Une vision renforcée par les médias

Les corps vieillissants subissent des commentaires désobligeants. Ces remarques se trouvent sans doute légitimées par les discours médiatiques et publicitaires “anti-âge”, alors même que le vieillissement ne peut être empêché. En entraînant les esprits à considérer le vieillissement comme une source de peur, ces corps sont perçus comme une incarnation de la dégradation et sont rejetés des représentations collectives de normalité.
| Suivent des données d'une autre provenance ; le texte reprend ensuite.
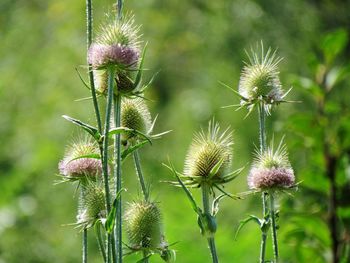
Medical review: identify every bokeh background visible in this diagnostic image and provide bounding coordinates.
[0,0,350,263]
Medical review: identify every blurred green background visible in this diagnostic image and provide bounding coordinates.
[0,0,350,263]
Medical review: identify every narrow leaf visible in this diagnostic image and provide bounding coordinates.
[234,215,261,240]
[62,115,101,141]
[121,140,148,161]
[105,188,126,234]
[163,163,202,217]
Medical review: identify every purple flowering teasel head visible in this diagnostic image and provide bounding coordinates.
[88,16,140,69]
[248,141,295,191]
[58,139,102,180]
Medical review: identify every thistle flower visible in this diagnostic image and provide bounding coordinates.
[77,182,106,228]
[183,122,233,189]
[248,142,295,190]
[124,201,167,251]
[88,17,140,69]
[121,98,152,142]
[58,140,102,179]
[238,44,288,113]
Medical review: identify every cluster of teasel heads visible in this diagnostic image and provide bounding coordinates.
[166,44,296,263]
[59,1,295,263]
[59,1,175,263]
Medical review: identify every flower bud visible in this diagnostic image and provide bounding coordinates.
[238,44,283,106]
[58,140,102,178]
[248,141,295,190]
[88,17,140,69]
[184,122,233,188]
[125,201,163,250]
[121,98,152,141]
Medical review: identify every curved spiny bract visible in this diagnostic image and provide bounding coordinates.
[183,122,233,189]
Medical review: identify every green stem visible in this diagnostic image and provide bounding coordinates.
[95,222,107,263]
[81,186,88,263]
[258,102,266,153]
[86,0,102,133]
[201,183,219,263]
[114,93,123,263]
[142,251,148,263]
[258,102,268,263]
[270,194,278,263]
[133,150,149,201]
[82,231,87,263]
[102,66,114,263]
[117,0,123,20]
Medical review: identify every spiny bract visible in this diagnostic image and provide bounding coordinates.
[59,139,102,178]
[121,98,152,141]
[248,142,295,190]
[88,16,140,69]
[184,122,233,188]
[238,44,284,106]
[124,201,163,250]
[77,182,106,228]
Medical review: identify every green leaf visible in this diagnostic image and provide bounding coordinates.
[62,115,101,141]
[108,127,152,145]
[234,215,261,240]
[68,153,101,163]
[134,43,147,88]
[121,140,148,161]
[211,194,227,216]
[105,188,125,234]
[95,220,107,262]
[75,68,91,90]
[136,254,152,263]
[321,28,349,63]
[163,163,202,217]
[208,159,224,179]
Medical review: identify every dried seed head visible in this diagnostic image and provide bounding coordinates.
[77,182,106,228]
[248,142,295,190]
[125,201,163,250]
[121,98,152,141]
[184,122,233,185]
[238,44,283,106]
[88,17,140,68]
[58,140,102,178]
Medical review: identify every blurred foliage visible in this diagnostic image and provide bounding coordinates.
[0,0,350,263]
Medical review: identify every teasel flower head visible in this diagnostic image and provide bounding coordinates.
[124,201,166,252]
[238,43,290,112]
[248,141,295,191]
[121,97,153,144]
[58,139,102,180]
[77,184,106,228]
[93,69,108,95]
[88,16,140,69]
[182,121,233,187]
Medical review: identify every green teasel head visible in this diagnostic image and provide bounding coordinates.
[93,69,136,96]
[248,141,295,191]
[124,201,164,251]
[58,139,102,180]
[121,97,152,143]
[88,15,140,69]
[77,184,106,228]
[238,43,286,111]
[183,121,233,189]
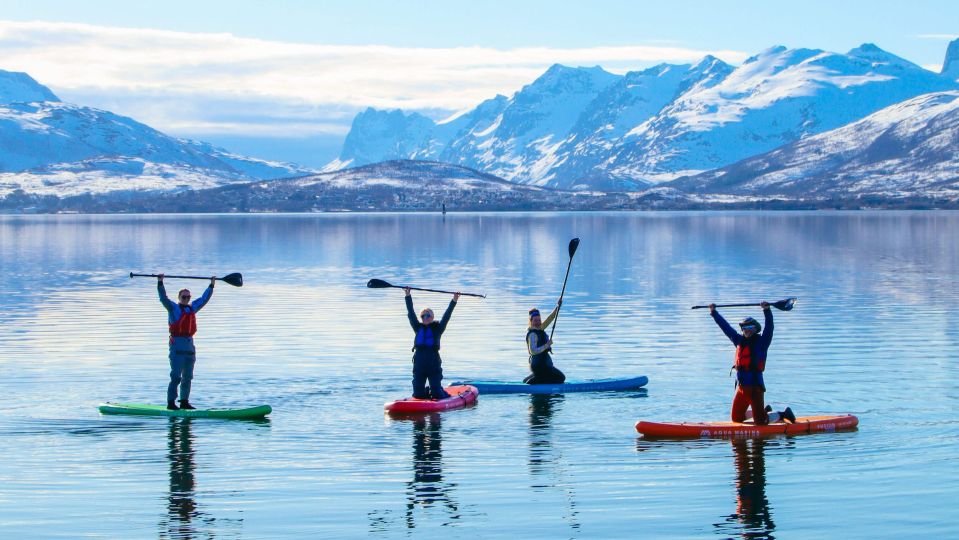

L’été qui pourrait être l’occasion d’une grande libération de ces corps vieillissants ne parvient qu’à justifier une incarnation de ce que chacun espère “ne pas devenir”.

Les corps sexualisés

Cela viendrait-il de l’idée que les corps vieillissants sont incapables de se reproduire ? Les corps féminins sont adulés tant qu’ils demeurent capables de produire la vie. Dès lors que la ménopause entre en jeu, les femmes sont ignorées, rendues invisibles et leurs corps cachés. Pensez par exemple à toutes ces marques de vêtements qui créent des coupes larges et ternes pour les femmes vieillissantes, menant à l’effacement du corps. Ceci expliquerait que la société attende des femmes vieillissantes qu’elles cachent leurs corps. Le cas de cette mère qui s’est vu demander d’arrêter d’allaiter son bébé en public à Disneyland Paris serait de la même manière l’illustration qu’un corps ne peut-être exhibé qu’à condition d’être sexualisé. Un corps qui se rapporte à la maternité ou en porte les traces ne serait plus légitime à être montré.

La pratique des seins nus à la plage en est un autre exemple. Car elle est respectée voire appréciée tant qu’elle reste dans le cadre des corps jugés sexuellement attrayants. Jean-Claude Kauffmann, sociologue établit une typologie de trois types de corps à la plage, parmi lesquels le corps “sexuel”, qui autorise un regard curieux à s’attarder sur la poitrine d’une femme et qui s’autorise lui-même à déroger à la norme en exhibant ses seins. Selon Kaufmann, ceux qui sont “trop gros ou trop âgés se sont rhabillés parce qu’ils ne se jugent plus dignes de s’exposer sur la scène du jugement”. Il existerait donc un phénomène d’auto-censure de la part des corps vieillissants. S’estimant eux-même trop vieux, trop dégradés ou trop éloignés du corps sexuel, les corps féminins vieillissants se priveraient de la liberté de se dévoiler. Une pression extérieure qui mène les femmes à se limiter elles-mêmes dans leurs droits.

Des corps contraints et inégaux

Et lorsqu’il y a des exceptions, elles renforcent en réalité les stéréotypes. Quand la mannequin tchèque Paulina Porizkova pose nue à 56 ans pour Vogue pour déjouer les stéréotypes âgistes, elle les renforce malgré elle en sous-entendant que les corps féminins vieillissants ressemblent au sien. Or, son corps se rapproche plus de celui des attentes de la société et du corps sexuel décrit par Kaufmann que du corps moyen des femmes de 50 ans.

Alors si l’été peut être perçu comme une période de libération des corps, il semble sans doute nécessaire de s’interroger sur les critères qui autorisent cette liberté. Les transgressions des normes liées à l’habillement ou à la quantité de tissus que les femmes portent semblent relatives à leur âge et leur apparence plutôt qu’universelles. L’été peut donc apporter avec lui de nombreux codes et attentes auprès des femmes vieillissantes et se révéler plus contraignant que libérateur pour les corps féminins.